If you want to write your own submission mechanism (as a custom element, for instance), you can do that as well. We expect files to be present in a _files array on the submitted_answers dict. They should be represented as objects containing the name of the file and base-64 encoded contents. Here's an example of a well-formed _files array:

"_files": [
    {
        "name": "fib.py",
        "contents": "ZGVmIGZpYihuKToNCiAgaWYgKG4gPT0gMCk6DQogICAgICByZXR1cm4gMA0KICBlbGlmIChuID09IDEpOg0KICAgICAgcmV0dXJuIDENCiAgZWxzZToNCiAgICAgIHJldHVybiBmaWIobiAtIDEpICsgZmliKG4gLSAyKQ=="
    }, {
        "name": "anotherFile.py",
        "contents": "base64EncodedFileGoesHere"
    }
]

For a working example of this, see the implementation of pl-file-upload.

Running locally for development

In order to run external graders in a local Docker environment, the docker command must include options that support the creation of local "sibling" containers. Detailed instructions on how to run Docker can be found in the installation instructions.

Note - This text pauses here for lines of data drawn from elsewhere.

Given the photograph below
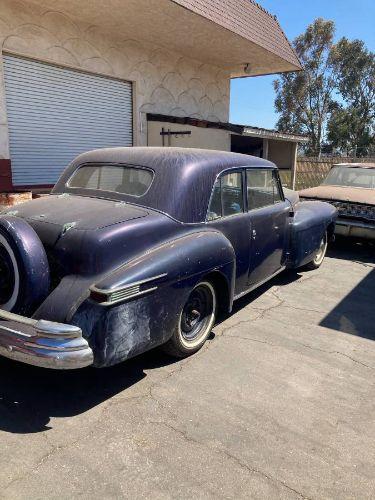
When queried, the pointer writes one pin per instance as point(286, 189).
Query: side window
point(231, 194)
point(226, 197)
point(214, 209)
point(262, 188)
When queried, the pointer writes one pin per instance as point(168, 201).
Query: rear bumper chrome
point(43, 343)
point(355, 229)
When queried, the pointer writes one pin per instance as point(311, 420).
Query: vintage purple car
point(141, 247)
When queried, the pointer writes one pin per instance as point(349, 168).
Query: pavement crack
point(307, 346)
point(232, 457)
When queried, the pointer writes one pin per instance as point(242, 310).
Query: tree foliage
point(334, 93)
point(351, 125)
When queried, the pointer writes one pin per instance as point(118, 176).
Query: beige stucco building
point(78, 74)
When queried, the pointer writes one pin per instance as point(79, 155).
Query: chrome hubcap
point(197, 313)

When not running in Docker, things are easier. The Docker socket can be used normally, and we're able to store job files automatically without setting HOST_JOBS_DIR. By default, they are stored in $HOME/.pljobs on Unix-based systems and $USERPROFILE/.pljobs on Windows. However, if you run PrairieLearn with an environment variable JOBS_DIR=/abs/path/to/my/custom/jobs/directory/, that directory will be used instead. Note that this environment variable has no effect when running on Docker, in which case the jobs directory is specified using HOST_JOBS_DIR instead of JOBS_DIR.